J Natl Cancer Inst. 1993 Nov 17;85(22):1819-27. doi: 10.1093/jnci/85.22.1819.

Abstract

Background: Breast cancer incidence rates have historically been 4-7 times higher in the United States than in China or Japan, although the reasons remain elusive. When Chinese, Japanese, or Filipino women migrate to the United States, breast cancer risk rises over several generations and approaches that among U.S. Whites.

Purpose: Our objective was to quantify breast cancer risks associated with the various migration patterns of Asian-American women.

Methods: A population-based, case-control study of breast cancer among women of Chinese, Japanese, and Filipino ethnicities, aged 20-55 years, was conducted during 1983-1987 in San Francisco-Oakland, California, Los Angeles, California, and Oahu, Hawaii. We successfully interviewed 597 case subjects (70% of those eligible) and 966 control subjects (75%).

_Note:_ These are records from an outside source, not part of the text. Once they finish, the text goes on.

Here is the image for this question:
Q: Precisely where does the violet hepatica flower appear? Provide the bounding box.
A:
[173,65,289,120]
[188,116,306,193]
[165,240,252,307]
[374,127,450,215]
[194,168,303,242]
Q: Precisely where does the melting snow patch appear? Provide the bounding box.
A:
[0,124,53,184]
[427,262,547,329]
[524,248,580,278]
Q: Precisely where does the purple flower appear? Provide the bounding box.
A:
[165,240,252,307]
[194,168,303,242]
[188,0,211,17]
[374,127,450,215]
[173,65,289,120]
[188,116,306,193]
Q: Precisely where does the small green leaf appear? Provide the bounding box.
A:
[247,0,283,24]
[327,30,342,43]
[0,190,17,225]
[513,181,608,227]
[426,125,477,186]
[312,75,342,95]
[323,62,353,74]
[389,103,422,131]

Results: A sixfold gradient in breast cancer risk by migration patterns was observed. Asian-American women born in the West had a breast cancer risk 60% higher than Asian-American women born in the East. Among those born in the West, risk was determined by whether their grandparents, especially grandmothers, were born in the East or the West. Asian-American women with three or four grandparents born in the West had a risk 50% higher than those with all grandparents born in the East. Among the Asian-American women born in the East, breast cancer risk was determined by whether their communities prior to migration were rural or urban and by the number of years subsequently lived in the West. Migrants from urban areas had a risk 30% higher than migrants from rural areas. Migrants who had lived in the West for a decade or longer had a risk 80% higher than more recent migrants. Risk was unrelated to age at migration for women migrating at ages less than 36 years. Ethnic-specific incidence rates of breast cancer in the migrating generation were clearly elevated above those in the countries of origin, while rates in Asian-Americans born in the West approximated the U.S. White rate.

Conclusions: Exposure to Western lifestyles had a substantial impact on breast cancer risk in Asian migrants to the United States during their lifetime. There was no direct evidence of an especially susceptible period, during either menarche or early reproductive life.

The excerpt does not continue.